This month’s meeting of the Wilderness Medicine group discussed burn management in the wilderness and low resource settings. The article of interest, in a recent edition of Wilderness & Environmental Medicine, comes from two global health practitioners, one of whom is trained in Toxicology. They lend their take on a variety of low resource approaches to burn management.

Traditional burn management focuses on avoiding infection and keeping burns clean to heal naturally. Prior degrees of burn injuries have been replaced with superficial, partial, and full thickness designations. Classically, management includes cleaning the burn and applying a dressing often impregnated with Silver Sulfadiazine for burns of deep partial thickness and greater. These burns are often managed in burn centers equipped with antibiotics and plastic surgeons capable of applying grafts, a situation not often encountered in austere environments.

This month’s paper¹ discussed options in these low resource settings, where burn injury carries a higher morbidity and mortality. In the United States, 60-70% of total body surface area (TBSA) must be burned for patients to face a prognosis of 50% mortality, whereas in Nepal, patients with 20-30% TBSA burns face this same risk of death. In settings with less resources. How can we better care for these patients and mediate their risk of poor outcome or even death?
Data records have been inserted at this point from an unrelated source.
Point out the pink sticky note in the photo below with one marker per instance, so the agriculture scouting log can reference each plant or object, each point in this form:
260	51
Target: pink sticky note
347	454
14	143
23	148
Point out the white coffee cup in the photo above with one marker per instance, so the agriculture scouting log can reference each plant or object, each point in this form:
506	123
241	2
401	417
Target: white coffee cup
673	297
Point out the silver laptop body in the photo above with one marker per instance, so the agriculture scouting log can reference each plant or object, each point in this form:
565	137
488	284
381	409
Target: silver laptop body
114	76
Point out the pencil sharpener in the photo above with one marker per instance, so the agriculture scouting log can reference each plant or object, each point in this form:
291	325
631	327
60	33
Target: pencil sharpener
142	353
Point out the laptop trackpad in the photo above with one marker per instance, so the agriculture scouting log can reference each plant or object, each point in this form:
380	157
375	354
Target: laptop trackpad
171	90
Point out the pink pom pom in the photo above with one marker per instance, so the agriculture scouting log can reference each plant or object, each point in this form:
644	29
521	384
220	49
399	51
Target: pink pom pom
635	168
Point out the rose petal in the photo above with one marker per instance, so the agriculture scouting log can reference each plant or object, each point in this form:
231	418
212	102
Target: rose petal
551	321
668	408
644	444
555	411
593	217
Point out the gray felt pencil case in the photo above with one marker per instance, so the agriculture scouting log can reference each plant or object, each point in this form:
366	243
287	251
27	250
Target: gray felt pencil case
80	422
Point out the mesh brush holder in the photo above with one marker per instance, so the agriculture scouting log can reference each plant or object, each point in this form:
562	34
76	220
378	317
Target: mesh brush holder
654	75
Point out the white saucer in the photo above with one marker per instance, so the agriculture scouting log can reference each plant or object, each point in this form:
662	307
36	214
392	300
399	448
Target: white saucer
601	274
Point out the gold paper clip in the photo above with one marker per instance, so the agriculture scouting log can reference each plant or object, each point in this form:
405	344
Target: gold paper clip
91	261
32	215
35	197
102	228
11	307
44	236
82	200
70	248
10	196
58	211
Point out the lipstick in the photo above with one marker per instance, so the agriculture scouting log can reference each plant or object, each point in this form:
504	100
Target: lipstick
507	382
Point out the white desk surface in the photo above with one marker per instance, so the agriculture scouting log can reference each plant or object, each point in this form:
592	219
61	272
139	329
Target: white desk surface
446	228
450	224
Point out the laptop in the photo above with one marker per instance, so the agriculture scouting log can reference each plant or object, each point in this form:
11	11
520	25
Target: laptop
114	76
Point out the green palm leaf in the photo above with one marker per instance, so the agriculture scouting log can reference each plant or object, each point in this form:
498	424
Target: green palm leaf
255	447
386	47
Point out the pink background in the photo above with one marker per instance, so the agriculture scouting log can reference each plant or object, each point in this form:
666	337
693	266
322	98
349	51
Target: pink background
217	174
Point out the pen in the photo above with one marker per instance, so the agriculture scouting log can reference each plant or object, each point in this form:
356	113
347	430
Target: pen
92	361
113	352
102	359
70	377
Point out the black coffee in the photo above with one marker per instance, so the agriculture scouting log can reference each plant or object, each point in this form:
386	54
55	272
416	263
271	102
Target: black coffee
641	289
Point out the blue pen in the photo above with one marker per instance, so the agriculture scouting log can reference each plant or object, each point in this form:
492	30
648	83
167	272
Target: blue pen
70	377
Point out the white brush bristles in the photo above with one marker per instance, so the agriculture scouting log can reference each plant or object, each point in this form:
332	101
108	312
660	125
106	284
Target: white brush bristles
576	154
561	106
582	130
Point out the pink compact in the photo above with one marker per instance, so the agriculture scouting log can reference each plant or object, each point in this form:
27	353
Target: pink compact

The authors noted the following conclusions. There is good evidence for using Oral Rehydration Solution (ORS) instead of IV therapy to rehydrate patients in accordance with the Parkland Formula. In addition, cold therapy (the use of cold water or cold compresses to control pain) is supported by moderate evidence, although using actual ice may worsen outcomes. Debridement of blisters is controversial. It is beneficial to remove inflammatory mediators contained in the blister fluid, but it may expose patients to infection. Lastly, they discussed mechanisms and evidence for a variety of alternative topical therapies and burn dressings, including honey, aloe vera, banana leaves, and potato peels.

Burns are initially sterile, but by day 5-7 are often colonized by Gram negative bacteria. Honey has been used to cover burns and is known to inhibit Pseudomonas growth due to its acidity and osmotic gradient. Aloe vera was studied in a 2007 meta-analysis² that concluded it was non-inferior to standard therapies, however the evidence for the study was rated as poor. Boiled banana leaves were deemed useful due to their non-adherent waxy coating. The authors noted it was important to boil them prior to use in order to remove bacteria that often resides on the leaves. Lastly, potato peels have been used (boil and peel a potato, placing the inside surface of the peel on the burn), though studies have been mixed, and solid evidence beyond case reports is lacking.

Often, patients with burns will want to remain in an austere environment and may not need to be evacuated (who wants to cut their trip short?). However, patients with burns over more than 20% TBSA , inhalation injuries, facial burns, circumferential burns, and those that are infected should be evacuated out of these environments when possible.

At the end of the discussion, we discussed our own burn stories, travels and experience treating these patients. After the discussion, agreed that we felt better equipped for our trips outside of the concrete jungle of Brooklyn, a key part of residency in New York City.

Original Paper for Further Review
Burns – Low Resource

1. Bitter, Cindy. Erickson, Timothy. Management of Burn Injuries in the Wilderness: Lessons from Low-Resource Settings. Wilderness & Environmental Medicine, 27, 519-525 (2016)

2. Maenthaisong, R. Chaiyakunapruk, N. Niruntraporn, S. Kongkaew, C. The efficacy of aloe vera used for burn wound healing: a systematic review. Burns. 33: 713-718 (2007)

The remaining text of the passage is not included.